Raising from early position

By | January 5, 2006

I have been discussing with some folks the strategy around a no-limit sit’n’go. One of the interesting questions that was raised by Dave Loop was with a table of passives, does it make sense to try to steal blinds from early position. My response was this:

That depends on how you feel your image is. If you’ve been doing some raises and steals as of late and you try to steal again from early then you may get some frustrated players calling you down just to shut you up. When I see a raise from early position it strikes me as odd and I take very special interest in that person. So I would suspect the same is true with other players. So a raise from early will draw attention to you, perhaps some of it unwanted.Now, I would raise early if it were down to say 5 players or less. Forcing the action is often a good thing. The downfall of course is that you don’t know if somebody is going to re-raise or not, and once that flop hits, you’re at a serious disadvantage having to act first. If you haven’t hit anything and you don’t continue you’re aggressiveness after the flop then you’re essentially giving up the hand.

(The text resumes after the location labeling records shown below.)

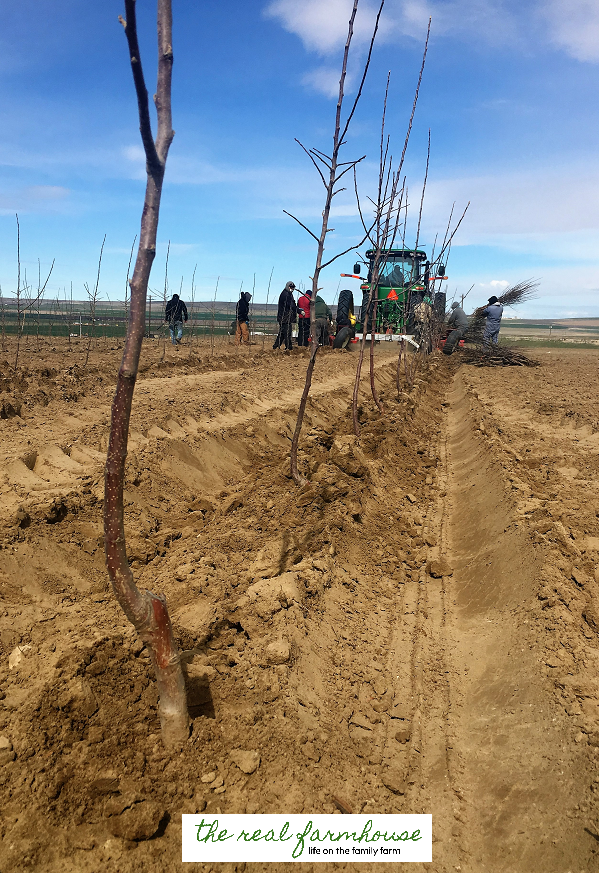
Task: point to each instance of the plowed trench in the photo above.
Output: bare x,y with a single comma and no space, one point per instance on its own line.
519,770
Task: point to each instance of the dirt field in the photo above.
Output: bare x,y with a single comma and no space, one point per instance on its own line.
416,631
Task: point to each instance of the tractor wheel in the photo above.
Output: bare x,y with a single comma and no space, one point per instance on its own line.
345,307
343,338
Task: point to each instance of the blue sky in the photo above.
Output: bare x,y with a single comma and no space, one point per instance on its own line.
510,93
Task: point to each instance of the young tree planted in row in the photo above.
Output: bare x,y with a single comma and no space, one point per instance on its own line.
330,176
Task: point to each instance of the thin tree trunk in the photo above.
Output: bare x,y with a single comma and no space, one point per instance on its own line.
375,395
146,611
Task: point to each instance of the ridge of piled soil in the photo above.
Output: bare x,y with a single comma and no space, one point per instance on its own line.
415,631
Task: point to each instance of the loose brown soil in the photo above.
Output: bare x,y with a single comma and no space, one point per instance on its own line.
415,631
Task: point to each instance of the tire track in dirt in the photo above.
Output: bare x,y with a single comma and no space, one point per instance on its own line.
521,780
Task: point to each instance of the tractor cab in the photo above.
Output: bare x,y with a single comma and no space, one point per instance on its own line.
403,278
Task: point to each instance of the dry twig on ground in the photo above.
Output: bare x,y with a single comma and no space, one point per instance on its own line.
498,356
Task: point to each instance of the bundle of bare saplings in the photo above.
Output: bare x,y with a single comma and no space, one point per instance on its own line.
490,354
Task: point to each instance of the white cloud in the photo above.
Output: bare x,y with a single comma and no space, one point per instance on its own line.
573,25
325,80
34,198
322,24
544,201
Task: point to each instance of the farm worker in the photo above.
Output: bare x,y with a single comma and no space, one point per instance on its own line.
324,320
493,313
242,315
174,314
458,320
303,307
286,316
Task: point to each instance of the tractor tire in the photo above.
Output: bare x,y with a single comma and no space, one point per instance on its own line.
365,301
343,338
345,307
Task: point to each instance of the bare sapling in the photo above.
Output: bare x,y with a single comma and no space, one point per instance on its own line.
127,281
213,316
192,313
3,321
92,297
24,298
334,170
382,234
165,325
265,325
146,611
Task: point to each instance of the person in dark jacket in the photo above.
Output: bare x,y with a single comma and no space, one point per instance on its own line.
493,313
174,315
286,316
303,311
242,316
458,321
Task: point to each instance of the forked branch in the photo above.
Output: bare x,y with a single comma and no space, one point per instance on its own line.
146,611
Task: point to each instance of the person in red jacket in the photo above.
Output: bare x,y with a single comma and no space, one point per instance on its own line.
303,307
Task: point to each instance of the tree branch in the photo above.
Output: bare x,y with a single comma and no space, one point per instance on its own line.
303,225
366,65
318,170
145,125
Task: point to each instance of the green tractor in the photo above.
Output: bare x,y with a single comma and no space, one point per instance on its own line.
403,283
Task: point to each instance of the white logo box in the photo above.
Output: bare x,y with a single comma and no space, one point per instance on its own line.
301,838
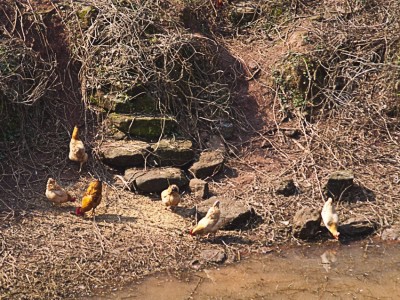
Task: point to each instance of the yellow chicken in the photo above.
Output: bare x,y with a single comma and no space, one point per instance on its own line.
91,199
77,149
330,218
170,197
56,193
210,223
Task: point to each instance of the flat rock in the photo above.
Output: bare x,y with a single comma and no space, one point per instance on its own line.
286,188
338,182
172,153
356,227
155,180
235,214
391,234
210,163
213,256
124,154
306,223
199,188
145,127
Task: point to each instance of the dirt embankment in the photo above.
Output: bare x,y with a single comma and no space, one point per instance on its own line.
313,88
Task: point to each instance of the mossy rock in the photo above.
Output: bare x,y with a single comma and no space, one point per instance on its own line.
339,182
86,15
243,13
146,127
124,103
172,153
301,79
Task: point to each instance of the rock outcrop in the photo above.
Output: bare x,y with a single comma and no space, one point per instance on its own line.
338,182
124,154
286,188
155,180
199,188
235,214
172,153
357,227
306,223
146,127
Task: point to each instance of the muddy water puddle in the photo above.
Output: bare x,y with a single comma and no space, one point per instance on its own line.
333,271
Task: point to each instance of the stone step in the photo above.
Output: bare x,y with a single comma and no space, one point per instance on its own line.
122,102
235,214
155,180
124,154
149,128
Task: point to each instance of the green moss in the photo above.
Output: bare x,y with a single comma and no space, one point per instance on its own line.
86,15
124,102
300,79
144,127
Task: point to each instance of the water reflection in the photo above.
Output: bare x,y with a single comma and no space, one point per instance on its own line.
363,270
328,258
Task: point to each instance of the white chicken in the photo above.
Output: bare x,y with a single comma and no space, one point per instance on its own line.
330,218
77,149
210,223
170,197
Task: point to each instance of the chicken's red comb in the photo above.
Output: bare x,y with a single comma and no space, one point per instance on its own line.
78,211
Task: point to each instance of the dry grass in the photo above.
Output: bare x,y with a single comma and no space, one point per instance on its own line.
48,253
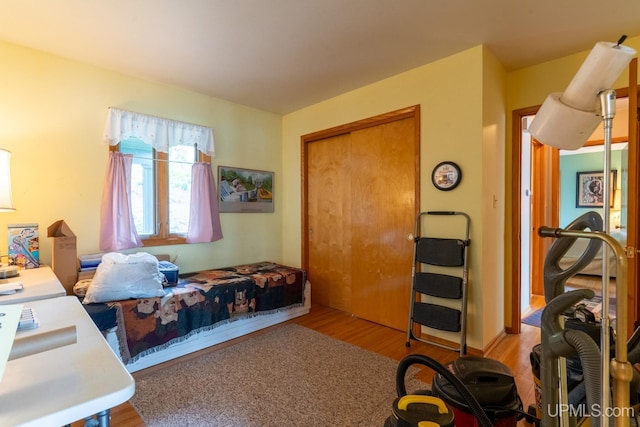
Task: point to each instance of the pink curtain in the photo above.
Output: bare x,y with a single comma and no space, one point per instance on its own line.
117,229
204,217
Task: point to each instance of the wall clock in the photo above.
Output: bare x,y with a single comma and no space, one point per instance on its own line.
446,176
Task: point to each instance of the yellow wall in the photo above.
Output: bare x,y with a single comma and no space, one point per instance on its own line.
52,115
493,197
453,127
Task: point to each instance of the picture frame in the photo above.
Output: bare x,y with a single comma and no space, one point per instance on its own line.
245,190
589,186
446,176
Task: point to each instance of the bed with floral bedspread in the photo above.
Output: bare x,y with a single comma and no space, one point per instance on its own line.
204,301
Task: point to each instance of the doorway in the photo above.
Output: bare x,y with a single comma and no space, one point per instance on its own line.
552,198
360,200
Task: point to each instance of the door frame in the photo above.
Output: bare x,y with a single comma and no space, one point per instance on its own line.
547,212
404,113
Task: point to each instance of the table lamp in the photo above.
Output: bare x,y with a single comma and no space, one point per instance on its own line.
565,121
6,203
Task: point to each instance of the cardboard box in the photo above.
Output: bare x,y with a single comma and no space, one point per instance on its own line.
64,254
24,245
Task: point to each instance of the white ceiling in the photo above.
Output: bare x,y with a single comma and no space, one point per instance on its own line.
282,55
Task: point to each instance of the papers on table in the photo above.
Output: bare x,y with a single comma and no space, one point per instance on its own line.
9,319
10,288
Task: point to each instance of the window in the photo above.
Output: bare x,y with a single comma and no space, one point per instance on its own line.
161,190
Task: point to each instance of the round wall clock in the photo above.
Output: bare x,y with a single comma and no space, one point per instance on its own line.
446,176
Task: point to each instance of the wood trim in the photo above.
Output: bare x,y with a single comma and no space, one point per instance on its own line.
392,116
409,112
516,214
633,229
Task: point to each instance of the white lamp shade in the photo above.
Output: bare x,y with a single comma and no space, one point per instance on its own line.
559,125
567,120
6,202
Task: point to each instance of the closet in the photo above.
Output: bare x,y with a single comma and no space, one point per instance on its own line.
360,197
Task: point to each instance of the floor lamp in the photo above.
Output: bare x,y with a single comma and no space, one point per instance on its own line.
566,120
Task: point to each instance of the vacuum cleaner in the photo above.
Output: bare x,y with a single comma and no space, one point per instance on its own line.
559,343
468,392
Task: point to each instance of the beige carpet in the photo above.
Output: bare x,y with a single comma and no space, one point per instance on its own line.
291,376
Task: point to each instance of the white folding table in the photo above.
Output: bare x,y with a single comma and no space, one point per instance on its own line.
67,384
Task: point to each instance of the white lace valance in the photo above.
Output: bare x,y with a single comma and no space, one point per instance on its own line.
158,132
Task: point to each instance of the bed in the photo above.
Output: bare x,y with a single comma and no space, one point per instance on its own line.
203,309
594,268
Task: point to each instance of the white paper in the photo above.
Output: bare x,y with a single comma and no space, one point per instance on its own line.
9,318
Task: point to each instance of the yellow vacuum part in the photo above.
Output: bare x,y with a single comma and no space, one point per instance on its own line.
405,401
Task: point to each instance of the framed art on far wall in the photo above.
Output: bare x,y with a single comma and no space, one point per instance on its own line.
245,190
590,189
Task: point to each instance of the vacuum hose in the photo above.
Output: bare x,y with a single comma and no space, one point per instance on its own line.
466,395
556,343
554,276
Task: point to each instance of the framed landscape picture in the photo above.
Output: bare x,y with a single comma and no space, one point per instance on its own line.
245,190
590,189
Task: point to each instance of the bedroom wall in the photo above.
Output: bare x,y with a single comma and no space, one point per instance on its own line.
454,126
529,87
52,115
570,165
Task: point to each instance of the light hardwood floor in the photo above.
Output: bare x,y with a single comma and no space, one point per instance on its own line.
512,350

With passives, I think the strategy for raising early is to allow you to play a few more hands by protecting them (ATs or 66 – JJ). If you don’t outright steal the pot, a raise against passives should likely reduce the hand down to you vs one other player. Now, that other player likely has a good hand so if you haven’t hit anything, you need to figure out if he hit something. Since you know he’s passive and since you raised, he likely is playing something like QQ, KK, KQs or AK. If he’s playing one of the non-pair hands, a bet from early could win you the pot if the flop doesn’t hit him.

Moral of the story: raising early requires a more playable hand than in late even if you’re primary goal is to steal. Or else be prepared to fold to a re-raise which is likely not a good strategy to take on.